Second, I decided to parachute over the mountain. (This was my first – and last time – jumping out of a plane.) Luckily I have a video of the entire jump!
Cant’ see the video? Click on this link: Erin Parachutes over Table Mountain
3. Iguazu Falls, Argentina / Brazil
Iguazu Falls was my latest natural wonder. I just visited at the beginning of November and thoroughly enjoyed the spectacle of these amazing falls. Here’s my recent account of this magnificent view: Falling for Iguazu *Videos*
4. Ha Long Bay, Vietnam
Ha Long data – Ha Long Bay comprises nearly 2,000 islets, most of which are limestone and have been forming over the last 20 million years.
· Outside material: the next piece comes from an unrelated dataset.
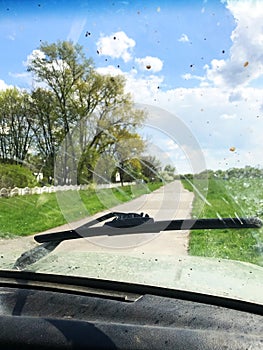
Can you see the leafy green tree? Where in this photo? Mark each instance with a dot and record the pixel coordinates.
(15, 126)
(80, 98)
(151, 168)
(12, 175)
This gradual evolution has produces a rich biodiversity that includes 14 endemic floral species and 60 endemic faunal species.
Instead of a quick day trip from Vietnam’s capital of Hanoi, I decided to fully take in Ha Long Bay and booked a 3-day cruise of the islands. And I’m glad I did! Taking the time to kayak, visit the floating school and absorb the haunting landscape.
Here I am onboard our junk in the middle of the misty waters:
Cant’ see the video? Click on this link: Erin in Ha Long Bay
5. Komodo National Park, Indonesia
Komodo National Park actually consists of 3 islands in the Nusa Tengaara island chain: Komodo (the largest) Padar and Rinca. I visited both Komodo and Rinca, but saw many more dragons during our second island visit.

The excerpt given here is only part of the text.